DESAは、少数の国では平均寿命が伸び、人口の急増が見込まれる一方、世界全体の人口増加率は、出生率の低下に伴い減速するという将来の姿を描いた。2050年までに、世界人口の増加の半数以上は、インド、ナイジェリア、パキスタン、コンゴ民主共和国、エチオピア、タンザニア、インドネシア、エジプト、米国のわずか9カ国に集中するという。
1人の女性が生涯に産むことが見込まれる子どもの人数を示す合計特殊出生率は、世界全体で1990年の3.2から2019年には2.5まで低下しており、2050年には2.2まで落ち込むものとみられている。
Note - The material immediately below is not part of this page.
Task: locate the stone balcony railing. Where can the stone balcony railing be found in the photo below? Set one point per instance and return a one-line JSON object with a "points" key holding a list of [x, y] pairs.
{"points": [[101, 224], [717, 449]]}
それは、移民の流入なしに、長期的な人口減少を避けるために必要な最低水準である2.1に迫る数字だ。
2019年の地域別の合計特殊出生率は、サハラ以南のアフリカが4.6と最高で、太平洋の島嶼国や、北アフリカ、西アジア、中央アジア、南アジアなどで人口維持に必要な2.1を上回った。しかし、既に世界の27の国と地域では、出生率低下により2010年以降1%以上の人口が減少している。2050年までには55の国と地域で1%以上の減少が見込まれ、世界で最も人口の多い中国でも、総人口の2.2%、約3140万人の減少が予測されている。
DESAは報告書でさらに、ベラルーシ、エストニア、ドイツ、ハンガリー、イタリア、日本、ロシア、セルビア、ウクライナで死亡数が出生数を上回るが、その人口減は、移民の流入により相殺されると予測した。移民の流出入も人口の増減に大きく影響する。
報告書はまた、貧困国の平均寿命は世界の平均より7年ほど短いが、世界全体の平均寿命はこれからも伸びていくとしている。世界全体の平均寿命は、1990年には64.2歳だったが、現在は72.6歳となっており、2050年には77.1歳に達するという。平均寿命の伸びと出生率の低下により、今後世界人口の高齢化が確実に進行すると予想される。